Traduction Adrien Delpech 1911


Mémoires posthumes


I

Mort de l’auteur



Je me suis demandé pendant quelque temps si je commencerais ces mémoires par le commencement ou par la fin, c’est-à-dire si je parlerais d’abord de ma naissance ou de ma mort. L’usage courant est de commencer par la naissance, mais deux considérations me firent adopter une autre méthode. La première c’est que je ne suis pas à proprement parler un auteur défunt, mais un défunt auteur, pour qui la tombe fut un autre berceau. La seconde c’est que j’ai pensé que cet écrit en serait ainsi plus original et plus galant.
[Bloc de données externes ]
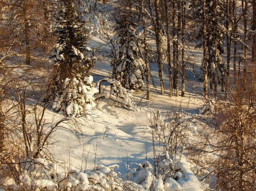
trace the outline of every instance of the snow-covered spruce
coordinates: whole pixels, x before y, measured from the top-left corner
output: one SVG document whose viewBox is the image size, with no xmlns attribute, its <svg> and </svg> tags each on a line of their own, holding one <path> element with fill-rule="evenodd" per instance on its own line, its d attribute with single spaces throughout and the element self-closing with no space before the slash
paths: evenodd
<svg viewBox="0 0 256 191">
<path fill-rule="evenodd" d="M 165 153 L 165 155 L 168 155 Z M 174 164 L 169 156 L 164 164 L 166 169 L 172 167 L 170 176 L 164 178 L 154 167 L 145 161 L 129 168 L 123 179 L 118 172 L 119 166 L 100 165 L 91 170 L 71 170 L 67 172 L 63 164 L 53 163 L 43 158 L 22 161 L 23 172 L 19 182 L 7 177 L 1 182 L 1 188 L 10 190 L 60 190 L 108 191 L 201 191 L 205 186 L 190 170 L 186 162 Z"/>
<path fill-rule="evenodd" d="M 53 108 L 68 115 L 79 114 L 83 111 L 89 113 L 96 106 L 93 95 L 98 92 L 93 87 L 93 80 L 91 76 L 84 77 L 82 81 L 66 78 L 57 93 Z"/>
<path fill-rule="evenodd" d="M 78 21 L 72 0 L 61 0 L 55 32 L 58 38 L 53 56 L 54 62 L 52 94 L 53 108 L 68 115 L 77 115 L 93 105 L 92 96 L 96 91 L 92 77 L 86 77 L 96 58 L 88 58 L 88 39 L 82 24 Z M 89 108 L 91 108 L 89 106 Z"/>
<path fill-rule="evenodd" d="M 132 23 L 123 17 L 118 22 L 116 49 L 118 52 L 113 77 L 123 87 L 129 90 L 142 90 L 146 66 L 140 53 L 141 40 L 138 37 Z"/>
</svg>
Moïse, qui a aussi narré sa mort, ne la met pas au début mais à la fin de son récit : différence radicale entre mon livre et le Pentateuque.

Je mourus donc un vendredi du mois d’août 1869, sur le coup de deux heures de l’après-midi, dans ma belle propriété de Catumby. J’avais alors soixante-quatre ans, solides et verts ; j’étais vieux garçon, je possédais environ trois cents contos, et onze amis m’accompagnèrent au cimetière. Onze amis ! Il est vrai qu’on n’avait envoyé aucune lettre de faire part, et qu’il tombait une pluie fine passée au tamis, si implacable et si triste qu’un de mes fidèles de la dernière heure en intercala cette ingénieuse pensée dans le discours qu’il prononça sur le bord de ma sépulture : « Vous qui l’avez connu, Messieurs, ne vous semble-t-il pas comme à moi que la Nature paraît pleurer la perte irréparable d’un des plus beaux caractères dont se puisse honorer l’humanité ? Cette ambiance sombre, ces gouttes du ciel, ces nuages obscurs qui voilent l’azur comme un crêpe funèbre, révèlent la douleur profonde dont la Nature est pénétrée, et tout cela constitue un sublime tribut de louange à notre illustre défunt. »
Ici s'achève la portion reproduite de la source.